What's refreshing about The Cult of Z-Bo is that he's rehabbed his reputation without any phony mea culpas or flack-sculpted claims of personality overhaul. He has come to his new and responsible(-ish) adulthood honestly. Randolph has changed insofar as he's stopped smoking weed in his car and drag-racing on the highway at three in the morning, but he's still the same bow-throwing, no-bluffing, plainspoken guy he has always been. There is a lot to love about a player like that. Memphis has celebrated all of it; they have made him their own. Z-Bo is not a Jail Blazer, or a failed Knick or a forgotten Clipper. He's a Grizzly, in perpetuity.
This is why, whenever Z-Bo hits his inevitable, end-of-career-signalling decline, the Junkyard Grizz will be no more. Franchises move on from players, but eras remain forever locked in place. This is worth mentioning because the Golden State Warriors look set to bounce Memphis from the playoffs, and Randolph will be 34 in July. Speculating as to whether this has been his last good year is useless, but recognizing that it might be helps us appreciate both Z-Bo and this team he has helped define. He's a unique player, and the centerpiece of an idiosyncratic squad that has succeeded over the years with a distinctive style. If you watch sports for the experience of seeing something you can't see anywhere else, Randolph's Grizzlies tend to deliver delightful strangeness more often than not. They're a treasure.

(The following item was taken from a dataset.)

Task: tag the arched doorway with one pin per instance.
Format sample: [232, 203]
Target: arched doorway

It's eminently plausible that Z-Bo has another 75 games of glass-eating and improbable post buckets left in him, and maybe even another postseason run. Some players burn out swiftly and others smolder for much longer than anyone would expect. Randolph already falls into the latter camp.
But time will catch up to Zach Randolph at some point; it only seems like he can do this forever. This means it will come for the Grizzlies, too. Even if his dying season isn't the end of something, there's no harm in Randolph savoring it. The knowledge that we may never get to enjoy anything like this again makes it all the more special, and that much easier to root for. We have not seen what Zach Randolph is doing very often in basketball history; we may never see it again. All the more reason to celebrate it while we can.